A significant challenge lies in how new talent entering the workforce will develop the necessary skills to oversee AI without the traditional "grunt work" experience of the pre-Agentic era. Learning and development will need to shift from a periodic "sidecar" activity to a central part of an employee's journey. The next generation, having access to these tools from day one, will need to leverage this advantage. Organizations must also become comfortable with perpetual change, fostering a sense of curiosity and continuous learning without introducing chaos.
The final shape of organizational structures is still unknown, but AI will undoubtedly influence it. While some envision fluid "pods of work" replacing traditional hierarchies, the practical challenges of evaluation and managerial support mean that most companies are still far from this model. However, increased fluidity in talent flows, supported by nimble HR functions, will become a competitive advantage.

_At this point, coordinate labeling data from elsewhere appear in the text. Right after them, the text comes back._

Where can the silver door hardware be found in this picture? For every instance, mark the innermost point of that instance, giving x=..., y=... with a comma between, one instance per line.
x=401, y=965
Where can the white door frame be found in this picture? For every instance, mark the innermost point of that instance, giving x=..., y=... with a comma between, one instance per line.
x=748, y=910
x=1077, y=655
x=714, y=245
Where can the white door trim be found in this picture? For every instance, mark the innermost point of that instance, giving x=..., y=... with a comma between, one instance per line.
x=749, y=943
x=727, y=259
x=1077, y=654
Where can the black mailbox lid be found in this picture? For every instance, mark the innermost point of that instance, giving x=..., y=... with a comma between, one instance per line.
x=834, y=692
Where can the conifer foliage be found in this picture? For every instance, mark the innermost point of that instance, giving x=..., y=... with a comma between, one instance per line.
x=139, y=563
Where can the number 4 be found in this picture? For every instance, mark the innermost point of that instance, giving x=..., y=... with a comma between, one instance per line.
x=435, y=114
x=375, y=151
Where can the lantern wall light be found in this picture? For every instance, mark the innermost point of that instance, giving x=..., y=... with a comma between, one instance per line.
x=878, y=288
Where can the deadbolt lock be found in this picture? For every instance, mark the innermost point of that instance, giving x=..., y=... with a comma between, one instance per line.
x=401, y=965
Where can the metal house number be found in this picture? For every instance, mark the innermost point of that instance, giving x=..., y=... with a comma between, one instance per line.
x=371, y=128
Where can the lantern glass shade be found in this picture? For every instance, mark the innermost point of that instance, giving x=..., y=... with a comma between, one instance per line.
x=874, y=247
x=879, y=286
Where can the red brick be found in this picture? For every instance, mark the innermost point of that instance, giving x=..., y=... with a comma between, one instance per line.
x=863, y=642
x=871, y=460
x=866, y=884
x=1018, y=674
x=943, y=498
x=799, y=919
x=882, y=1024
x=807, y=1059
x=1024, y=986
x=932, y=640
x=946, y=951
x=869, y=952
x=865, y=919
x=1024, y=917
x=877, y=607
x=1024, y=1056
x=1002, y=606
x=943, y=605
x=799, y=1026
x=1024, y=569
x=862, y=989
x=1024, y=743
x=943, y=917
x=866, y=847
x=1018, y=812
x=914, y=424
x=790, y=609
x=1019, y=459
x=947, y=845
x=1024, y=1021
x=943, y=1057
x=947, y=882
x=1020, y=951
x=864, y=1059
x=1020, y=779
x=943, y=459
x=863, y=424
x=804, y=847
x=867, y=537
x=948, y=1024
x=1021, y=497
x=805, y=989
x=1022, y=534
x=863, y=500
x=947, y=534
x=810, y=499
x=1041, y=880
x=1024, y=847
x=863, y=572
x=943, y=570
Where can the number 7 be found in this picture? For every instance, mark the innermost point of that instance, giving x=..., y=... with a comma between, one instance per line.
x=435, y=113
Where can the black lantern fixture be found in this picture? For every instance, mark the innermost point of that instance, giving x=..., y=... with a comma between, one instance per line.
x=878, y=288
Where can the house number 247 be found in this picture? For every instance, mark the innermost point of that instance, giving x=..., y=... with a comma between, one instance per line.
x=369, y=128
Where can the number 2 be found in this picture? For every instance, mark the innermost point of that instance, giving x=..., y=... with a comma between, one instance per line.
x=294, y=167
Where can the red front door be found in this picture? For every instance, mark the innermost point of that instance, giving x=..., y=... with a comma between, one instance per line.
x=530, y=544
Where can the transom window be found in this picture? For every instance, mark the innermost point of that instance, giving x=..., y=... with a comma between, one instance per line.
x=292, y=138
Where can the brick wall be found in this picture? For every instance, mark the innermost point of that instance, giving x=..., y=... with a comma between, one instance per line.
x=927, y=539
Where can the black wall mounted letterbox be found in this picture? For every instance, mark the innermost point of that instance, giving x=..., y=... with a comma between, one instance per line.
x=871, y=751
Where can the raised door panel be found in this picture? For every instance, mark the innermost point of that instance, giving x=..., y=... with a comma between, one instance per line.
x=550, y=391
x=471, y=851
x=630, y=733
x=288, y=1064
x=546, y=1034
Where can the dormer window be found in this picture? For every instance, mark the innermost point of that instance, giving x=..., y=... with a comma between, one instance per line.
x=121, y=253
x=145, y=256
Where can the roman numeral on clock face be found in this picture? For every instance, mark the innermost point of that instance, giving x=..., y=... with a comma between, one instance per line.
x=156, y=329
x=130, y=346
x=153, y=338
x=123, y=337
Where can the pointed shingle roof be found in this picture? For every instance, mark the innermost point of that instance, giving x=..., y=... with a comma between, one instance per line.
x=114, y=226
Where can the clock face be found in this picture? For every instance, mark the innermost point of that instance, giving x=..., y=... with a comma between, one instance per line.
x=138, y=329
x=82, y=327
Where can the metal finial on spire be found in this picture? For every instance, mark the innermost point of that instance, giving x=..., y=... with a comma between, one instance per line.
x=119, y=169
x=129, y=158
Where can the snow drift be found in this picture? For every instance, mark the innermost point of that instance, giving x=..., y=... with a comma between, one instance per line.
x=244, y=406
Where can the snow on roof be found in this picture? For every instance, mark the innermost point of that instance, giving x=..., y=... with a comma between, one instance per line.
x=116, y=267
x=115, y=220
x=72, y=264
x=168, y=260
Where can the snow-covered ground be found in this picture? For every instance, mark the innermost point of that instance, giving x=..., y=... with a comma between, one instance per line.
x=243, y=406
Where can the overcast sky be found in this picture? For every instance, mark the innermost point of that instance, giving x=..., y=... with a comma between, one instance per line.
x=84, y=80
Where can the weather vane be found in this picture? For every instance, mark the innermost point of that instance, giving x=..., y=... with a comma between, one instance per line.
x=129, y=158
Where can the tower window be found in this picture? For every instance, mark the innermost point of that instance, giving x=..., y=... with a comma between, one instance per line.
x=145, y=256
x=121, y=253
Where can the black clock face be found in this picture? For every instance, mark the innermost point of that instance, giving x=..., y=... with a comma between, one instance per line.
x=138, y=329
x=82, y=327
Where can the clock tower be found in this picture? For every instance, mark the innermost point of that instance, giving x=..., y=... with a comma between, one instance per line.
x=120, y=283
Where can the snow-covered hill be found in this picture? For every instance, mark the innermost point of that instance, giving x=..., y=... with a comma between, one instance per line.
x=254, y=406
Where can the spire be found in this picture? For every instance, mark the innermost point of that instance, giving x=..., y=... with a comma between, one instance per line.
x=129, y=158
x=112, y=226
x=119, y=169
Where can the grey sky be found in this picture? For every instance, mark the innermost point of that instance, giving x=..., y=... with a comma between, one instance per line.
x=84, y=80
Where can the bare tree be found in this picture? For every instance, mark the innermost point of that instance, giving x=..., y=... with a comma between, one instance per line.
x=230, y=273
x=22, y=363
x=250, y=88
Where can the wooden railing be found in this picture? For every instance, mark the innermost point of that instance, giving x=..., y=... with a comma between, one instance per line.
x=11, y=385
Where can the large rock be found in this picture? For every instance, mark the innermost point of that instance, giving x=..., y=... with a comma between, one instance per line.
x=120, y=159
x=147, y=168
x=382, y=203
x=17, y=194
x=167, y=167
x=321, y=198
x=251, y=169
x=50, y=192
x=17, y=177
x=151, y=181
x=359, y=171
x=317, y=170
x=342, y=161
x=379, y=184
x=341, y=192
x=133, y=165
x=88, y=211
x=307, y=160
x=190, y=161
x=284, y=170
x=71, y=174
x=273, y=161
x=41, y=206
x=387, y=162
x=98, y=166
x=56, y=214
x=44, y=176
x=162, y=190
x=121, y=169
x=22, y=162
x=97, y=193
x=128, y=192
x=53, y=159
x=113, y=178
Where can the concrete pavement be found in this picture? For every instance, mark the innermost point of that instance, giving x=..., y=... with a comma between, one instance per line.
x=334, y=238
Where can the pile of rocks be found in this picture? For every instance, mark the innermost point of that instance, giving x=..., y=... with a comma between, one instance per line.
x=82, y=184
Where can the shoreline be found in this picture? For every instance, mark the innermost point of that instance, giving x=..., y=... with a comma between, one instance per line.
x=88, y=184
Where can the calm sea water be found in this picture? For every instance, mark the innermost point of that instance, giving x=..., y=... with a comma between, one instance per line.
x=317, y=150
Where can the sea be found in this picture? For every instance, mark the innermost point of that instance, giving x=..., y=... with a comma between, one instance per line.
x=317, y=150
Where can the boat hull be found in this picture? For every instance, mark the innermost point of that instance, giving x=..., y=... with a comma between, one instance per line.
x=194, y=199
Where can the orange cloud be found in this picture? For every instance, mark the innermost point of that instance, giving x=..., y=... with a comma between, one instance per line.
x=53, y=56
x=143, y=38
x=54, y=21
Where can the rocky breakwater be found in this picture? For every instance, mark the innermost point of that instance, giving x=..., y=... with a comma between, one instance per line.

Organizational culture will also be profoundly impacted. Cultures that foster curiosity, continuous learning, joint problem-solving, and an optimistic yet judicious approach to risk-taking will thrive. The emphasis will be on iterative experimentation and two-way doors, allowing for exploration and adaptation rather than irreversible decisions.
Ultimately, the value of this transformation will be realized in reimagined workflows and processes. The most impactful use cases involve rethinking entire end-to-end workflows that cut across multiple teams, where Agentic AI can connect disparate points quickly and efficiently. This shifts the focus from point solutions for individual tasks to comprehensive re-imagining of processes like insurance underwriting or HR's hire-to-onboard process. This deep, granular work requires systemic thinking and the involvement of individuals across all levels of the hierarchy, from those deep in the day-to-day work to senior leaders providing executive function, quality control, and governance. This multi-level engagement is crucial for unlocking the full potential of Agentic AI at scale.